L'article 18 de la loi de programmation de 2012 prévoyait qu'un cinquième des « niches » serait évalué chaque année, afin d'apprécier leur efficience et leur efficacité. Cette disposition n'a pas été respectée. La loi de programmation de 2014 est revenue à un encadrement beaucoup plus lâche et ses articles 21 et 23 prévoient seulement que les créations ou les extensions de niches doivent être évaluées avant l'expiration d'un délai de trois ans après leur entrée en vigueur. Il est difficile d'apprécier formellement le respect de ce dispositif dans la mesure où la période de trois ans à compter de la promulgation de la loi n'est pas encore écoulée. Il est cependant d'ores et déjà possible de constater que les évaluations de dépenses fiscales sont restées très rares et que de nouvelles dépenses fiscales ont été créées.

5. Les mesures concernant les taxes affectées

L'article 16 de la loi de programmation de 2014 était très ambitieux : il restreignait considérablement les possibilités d'affectation de taxe à un opérateur de l'État et posait une alternative entre plafonnement et rebudgétisation à horizon 2017. En outre, toute nouvelle affectation devait s'accompagner d'une suppression d'une taxe affectée au sein du périmètre ministériel concerné. Ce dispositif n'a pas été mis en oeuvre.
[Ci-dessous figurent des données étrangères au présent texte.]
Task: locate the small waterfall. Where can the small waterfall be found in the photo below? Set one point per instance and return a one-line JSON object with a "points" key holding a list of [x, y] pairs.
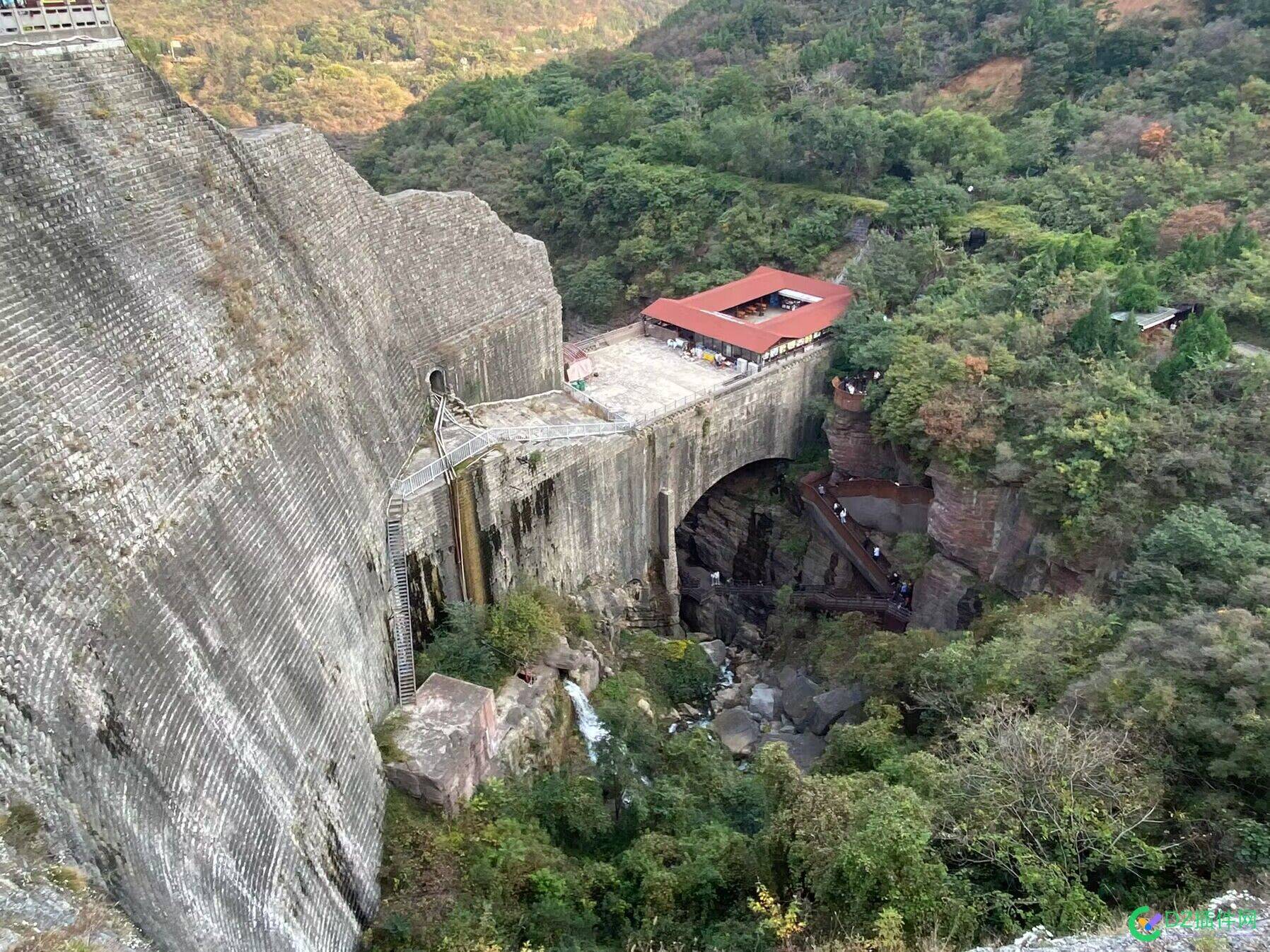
{"points": [[590, 725]]}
6. La conférence des finances publiques : une structure prévue par la loi de programmation de 2014 qui n'a jamais été réunie

Le IV de l'article 6 de la loi de programmation de 2014 proposait la création d'une conférence des finances publiques. Celle-ci devait associer « les représentants des différents sous-secteurs des administrations publiques au sens de la comptabilité nationale » et se réunir « en cas de constatation d'un écart important [...] et au moins une fois an » (alinéa 6). Aussi cette conférence était-elle pleinement conçue comme un rouage du mécanisme de correction automatique prévu par l'article 23 de la loi organique du 17 décembre 2012 relative à la programmation et la gouvernance des finances publiques, déclenché par le Haut Conseil des finances publiques lorsqu'un écart important est constaté entre l'exécution de solde structurel une année donnée et la trajectoire de solde structurel définie par la loi de programmation des finances publiques applicable.

La finalité de la conférence des finances publiques était d'élaborer « un diagnostic sur la situation des finances publiques » et d'apprécier « les conditions requises pour assurer le respect de la trajectoire des finances publiques ». À cet effet, elle devait évaluer la contribution des différentes administrations publiques requise pour assurer le respect de la trajectoire des finances publiques et pouvait « formuler toute recommandation permettant d'assurer l'atteinte de l'objectif de moyen terme » (alinéa 7).

Enfin, la composition et les modalités de fonctionnement de la conférence des finances publiques devaient être déterminées par décret. Envisagée en mars 2015, la publication de ce décret n'a jamais eu lieu. Le IV de l'article 6 demeure donc inapplicable en l'état.